Carbon footprint reduction standards require that the asset contributes to reducing greenhouse gas emissions and the overall carbon footprint. This objective can be achieved at various stages, from design and manufacturing to use and end-of-life. To achieve this, the use of non-renewable resources such as rare metals and fossil fuels should be minimized while the use of recycled materials and the promotion of circular economy principles are favored. Efficient water use and management are also essential, with practices like rainwater harvesting, adoption of water-saving technologies and implementation of appropriate treatment systems.


Occupant Comfort and Well-being


A significant aspect of a green building is providing a comfortable and healthy indoor environment for residents.
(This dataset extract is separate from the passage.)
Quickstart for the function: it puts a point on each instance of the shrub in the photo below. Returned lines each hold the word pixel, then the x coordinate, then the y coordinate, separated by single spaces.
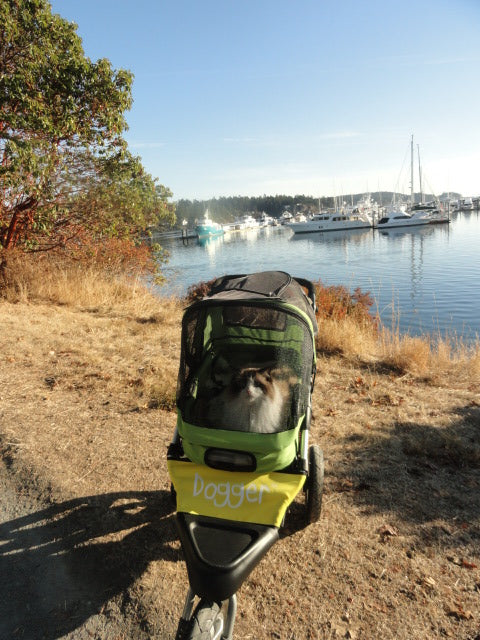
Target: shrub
pixel 198 291
pixel 336 302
If the property is an indoor space, it is imperative to maintain good air quality by using low volatile organic compound (VOC) emitting materials, ensuring adequate ventilation and promoting occupant health. Optimizing temperature control, maintaining air cleanliness and reducing noise levels are all factors to consider. Its location and accessibility also play an important role and must be chosen to promote sustainable mobility and minimize impact on sensitive ecosystems.


Sustainable Innovation


Long-term sustainability is crucial to avoid the need for frequent replacements and reconstructions. At the same time, sustainable innovation is a vital component of green assets, including innovative technologies and approaches that further enhance environmental performance and sustainability. Green buildings can thus achieve maximum efficiency in both construction and operation.

A concrete example is passive design, an increasingly popular concept. The goal is to optimally utilize local climate conditions to create and maintain an ideal indoor climate for building occupants while reducing reliance on energy sources and environmental control devices.


II. Action Drivers: Certifications and Labels


Certifications and labels contribute to the promotion of sustainable buildings as green assets. They provide official recognition of a building's environmental and social performances. In an increasingly sustainability-focused market, they enable green buildings to stand out and differentiate themselves as environmentally friendly options. Among the most notable certifications are LEED (Leadership in Energy and Environmental Design), BREEAM (Building Research Establishment Environmental Assessment Method) and HQE (High Environmental Quality). These standards evaluate various criteria such as eco-friendly design, resource management, energy efficiency, and occupant comfort.


III. Pillar of a Promising Future


Green assets encompass far more than a mere environmental response; they offer tangible benefits. By aligning their investments with the principles of the Taxonomy, property owners and developers embark on a path of sustainability leadership. They shape a future where innovation and environmental responsibility lie at the heart of their strategy. This strategic positioning transcends financial returns, as it bolsters their reputation and brand image as pioneers committed to constructing a planet-respecting world. This is an investment that extends beyond the boundaries of the present to provide a sustainable and promising future, while driving positive societal transformation.

However, challenges like initial costs and emerging technologies demand ingenious solutions. Yet, financial incentives, technological advancements, and innovative business models open doors to overcome these hurdles.